All these pictures make me want to go to my happy place.... :?


----------



## pr1nc3ss (Feb 27, 2012)

There was a front grille on eBay this week I was watching. Said that the seller had reduced the asking price but even at £100 it didn't sell!


----------



## DuTTchNL (Sep 18, 2010)

I just fell head over heels in love... What a body... That curves..


----------



## tony_rigby_uk (Nov 27, 2008)

http://www.ebay.co.uk/itm/AUDI-TT-0...r_Truck_Parts_Accessories&hash=item2573912a7f Cheap Enough :wink:


----------



## Duggy (May 17, 2005)

I want that grille so much, but I'd pass on the rest of it!!


----------



## YELLOW_TT (Feb 25, 2004)

TTSPORT666 said:


> tony_rigby_uk said:
> 
> 
> > and this was someone trying to copy a wide kit:-
> ...


I think this is more a copy of the German touring TT still not a good look


----------



## chamberlaintt (Dec 21, 2013)

R5T said:


> btw, Best aftermarket TT Mk1 rear spoiler.

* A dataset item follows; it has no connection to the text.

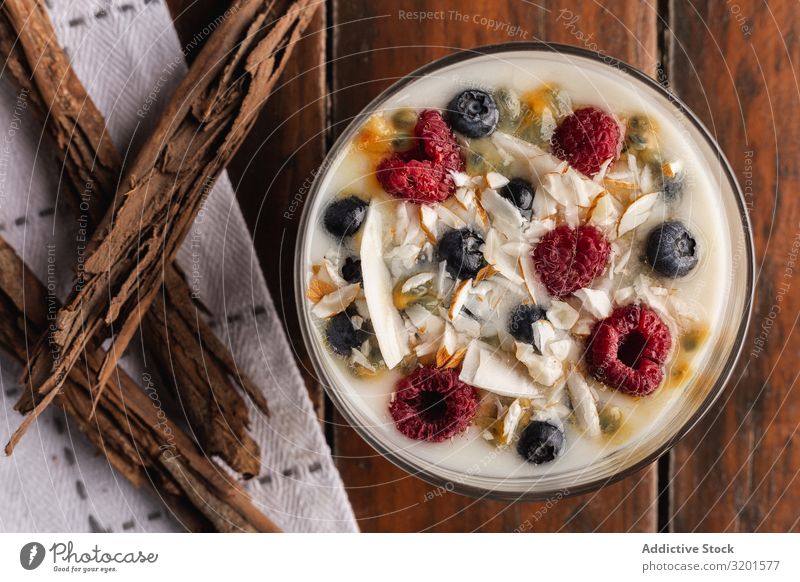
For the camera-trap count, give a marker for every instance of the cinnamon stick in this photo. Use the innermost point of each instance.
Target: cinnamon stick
(222, 358)
(129, 426)
(215, 410)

Hey guys does anybody know if you can buy these skirts just the black addon bit???? If so were


----------



## YELLOW_TT (Feb 25, 2004)

They look like the skirts that were fitted to Calibra


----------



## iamneallyons (Mar 20, 2016)

the rear diffuser is the only piece i like on this, its actually a really nice piece that diffuser - are they still available anywhere?


----------